For a second, it felt like landing on shattered glass. The surface was a bit different on this one. It had a few cracks here and there around the glyph as if it had been struck before by something. Then the same flash of light burst in, just like with the previous two platforms, rippling around him and engulfing all his senses in a blinding violet light.
When he could open his eyes again, Ren found himself in a white and clean corridor. It was the corridor of a hospital wing, and he was still wearing the same old jacket he had worn months before. His fists were clenched, and he felt something weighing on him in the chest.
A nurse stood before him, letting him know the facts.
"You can't go in," she said.
"I need to see him."
"I'm sorry. He left instructions."
Ren's heart slammed in his chest.
"Instructions? He's... he's not dead. He can't be..."
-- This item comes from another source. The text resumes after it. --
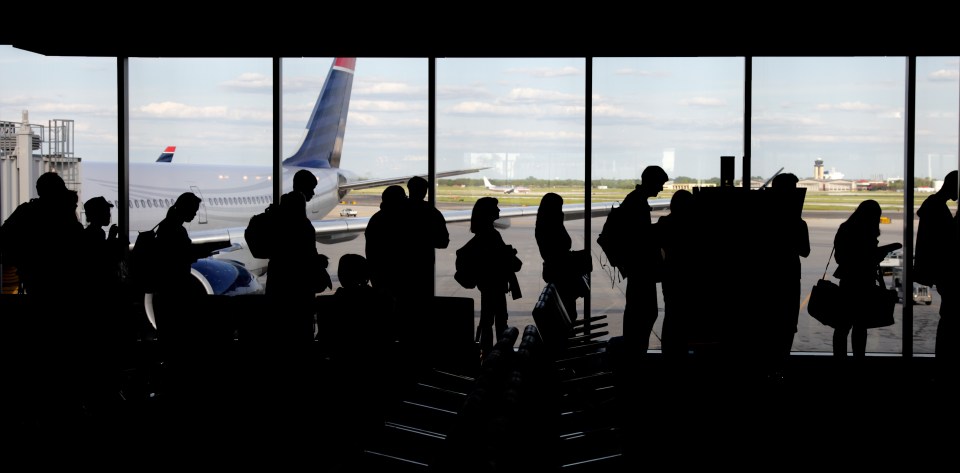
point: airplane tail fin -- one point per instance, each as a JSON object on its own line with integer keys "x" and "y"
{"x": 322, "y": 139}
{"x": 167, "y": 155}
But there was no more reply from the nurse. Her silence was experienced, calm. She knew exactly how many moments to give him before gently touching his shoulder and letting him know she was there to offer some support. Even as vague as a touch.
But Ren wouldn't have it. He tried to push past the closed doors when two guards pushed him back out.
"You don't understand. I didn't... he wouldn't just..." His voice broke, and he couldn't finish the sentence.
"He said not to let you see him. That it would only make things worse," the nurse continued.
That was the last thing he remembered from that day. No goodbye. No last words. Just someone telling him how Haruki wouldn't be anymore in his life.
Ren fell to his knees hard against the stone platform as his senses snapped back in a rush. His body just couldn't hold the weight. It took him a few moments even to register where he truly was. Then, as he looked down, he realized the glyph had started disintegrating into particles that kept vanishing in the air one by one.